Gareth Joyce, CEO of Proterra
Five years ago, Proterra opened our first battery manufacturing plant in Burlingame to build electric vehicle (EV) batteries for electric transit buses and other commercial vehicles.
At the time, the California Air Resources Board (CARB) had set its sight on cleaning up emissions from heavy-duty trucks. Now, the clean transportation future we need is quickly becoming reality.
Building on this vision, CARB has since adopted a statewide target for all trucks sold in the state to be 100 percent zero-emission by 2045, and all transit buses by 2029. This commitment to electrifying commercial vehicles is not only cutting pollution, it’s creating jobs and modernizing manufacturing in places like Burlingame.
The recently enacted Infrastructure Investment and Jobs Act provides the United States an opportunity to go further and take what’s working here in San Mateo County to make the U.S. a global leader in transportation electrification.
This work has never been more important. Commercial vehicles like trucks and buses are the workhorses of our economy, but disproportionately contribute to the pollution that’s threatening the air we breathe and the planet. According to the Environmental Protection Agency, medium and heavy-duty trucks make up just 10 percent of vehicles on the road but account for 20 percent of all transportation emissions in the U.S. In California, diesel trucks account for 70 percent of the state’s smog-causing pollution despite making up only seven percent of vehicles on the road, according to CARB.

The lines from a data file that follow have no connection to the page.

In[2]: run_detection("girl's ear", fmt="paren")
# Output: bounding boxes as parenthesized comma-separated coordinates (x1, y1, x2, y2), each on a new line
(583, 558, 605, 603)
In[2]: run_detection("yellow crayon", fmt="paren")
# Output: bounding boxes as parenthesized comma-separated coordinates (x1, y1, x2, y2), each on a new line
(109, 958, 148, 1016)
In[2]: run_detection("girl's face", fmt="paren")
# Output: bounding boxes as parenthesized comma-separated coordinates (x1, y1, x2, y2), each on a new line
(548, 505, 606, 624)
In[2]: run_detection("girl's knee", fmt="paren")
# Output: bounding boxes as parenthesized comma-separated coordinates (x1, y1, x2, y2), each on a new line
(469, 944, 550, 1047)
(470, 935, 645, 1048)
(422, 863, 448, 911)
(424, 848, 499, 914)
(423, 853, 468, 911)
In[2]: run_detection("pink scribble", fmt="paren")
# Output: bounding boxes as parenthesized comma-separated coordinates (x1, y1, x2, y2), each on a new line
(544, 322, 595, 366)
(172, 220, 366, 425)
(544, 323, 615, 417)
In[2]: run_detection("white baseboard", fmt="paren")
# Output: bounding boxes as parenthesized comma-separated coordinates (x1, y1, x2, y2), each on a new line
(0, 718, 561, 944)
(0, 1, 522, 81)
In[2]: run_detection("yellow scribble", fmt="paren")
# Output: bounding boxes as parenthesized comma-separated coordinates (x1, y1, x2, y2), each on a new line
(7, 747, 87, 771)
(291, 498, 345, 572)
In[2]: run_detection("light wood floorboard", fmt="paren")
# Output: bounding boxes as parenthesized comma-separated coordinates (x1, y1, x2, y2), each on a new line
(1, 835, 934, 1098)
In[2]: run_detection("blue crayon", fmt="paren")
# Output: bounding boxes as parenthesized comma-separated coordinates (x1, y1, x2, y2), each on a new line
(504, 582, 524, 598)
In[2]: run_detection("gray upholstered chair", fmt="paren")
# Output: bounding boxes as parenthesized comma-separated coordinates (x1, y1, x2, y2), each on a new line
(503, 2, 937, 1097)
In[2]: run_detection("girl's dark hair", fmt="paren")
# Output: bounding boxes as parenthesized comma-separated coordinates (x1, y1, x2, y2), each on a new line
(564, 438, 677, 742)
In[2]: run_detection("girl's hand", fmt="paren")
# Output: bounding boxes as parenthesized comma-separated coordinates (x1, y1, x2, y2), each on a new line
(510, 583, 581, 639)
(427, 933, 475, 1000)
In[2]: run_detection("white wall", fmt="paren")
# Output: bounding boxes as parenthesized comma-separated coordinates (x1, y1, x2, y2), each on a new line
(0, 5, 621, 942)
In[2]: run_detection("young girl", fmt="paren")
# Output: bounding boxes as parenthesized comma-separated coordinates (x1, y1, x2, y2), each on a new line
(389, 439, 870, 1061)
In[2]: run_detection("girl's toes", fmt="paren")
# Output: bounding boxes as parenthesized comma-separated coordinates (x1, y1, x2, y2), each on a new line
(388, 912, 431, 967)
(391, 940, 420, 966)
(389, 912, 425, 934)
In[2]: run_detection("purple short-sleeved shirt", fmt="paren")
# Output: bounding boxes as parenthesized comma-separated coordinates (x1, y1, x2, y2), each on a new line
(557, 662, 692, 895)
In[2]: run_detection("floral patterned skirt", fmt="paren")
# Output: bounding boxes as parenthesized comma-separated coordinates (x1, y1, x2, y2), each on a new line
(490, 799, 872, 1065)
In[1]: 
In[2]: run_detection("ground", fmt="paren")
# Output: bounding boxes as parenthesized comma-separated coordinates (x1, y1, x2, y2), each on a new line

With the support of the California Energy Commission, Bay Area companies like Proterra have helped to establish California as a center for innovation in clean energy. The California Energy Commission’s Clean Transportation Program enabled our company to install advanced manufacturing equipment for EV battery pack production. These early investments in California have created a burgeoning industry in commercial vehicle electrification, built by workers here in our communities. California’s historic funding package for zero-emission vehicles will continue to support in-state manufacturing and innovation in the EV sector. Here in Burlingame, we’ve recently upgraded our battery production facility and expanded hiring to build our next-generation battery systems that will power everything from electric school buses and coaches to delivery trucks and construction equipment.
Yet despite meaningful progress, the United States lags China and Europe in developing domestic capacity for battery production. The Infrastructure Investment and Jobs Act is an important step in strengthening American advanced manufacturing, but further action is needed.
For example, the Act expands the reach of the Department of Energy’s Advanced Technology Vehicles Manufacturing loan program to enable loans to manufacturers and component suppliers in the U.S. to build next generation zero emission vehicles and batteries for commercial applications. Now, Congress needs to fund that loan capability for U.S. manufacturers to encourage investment in the technologies we need to decarbonize this critical vehicle segment.
We’ve witnessed the impact of smart policy decisions and strategic investment of taxpayer dollars to encourage innovation in the Bay Area. When Proterra opened our battery production line in Burlingame, we had a handful of customers with 100 electric transit buses on the road and our first partnerships in commercial vehicle electrification. In just a few years, we’ve created hundreds of jobs designing, testing, and building EV battery systems. Today, electric vehicles powered by Proterra have displaced more than 100 million pounds of carbon emissions.
There is a long road ahead of us and no turning back. The world is looking for clean technology solutions that move us towards zero emissions. As the transformation towards electrification accelerates, it is strategically crucial that the technology we need to help power this shift is developed and built here in America.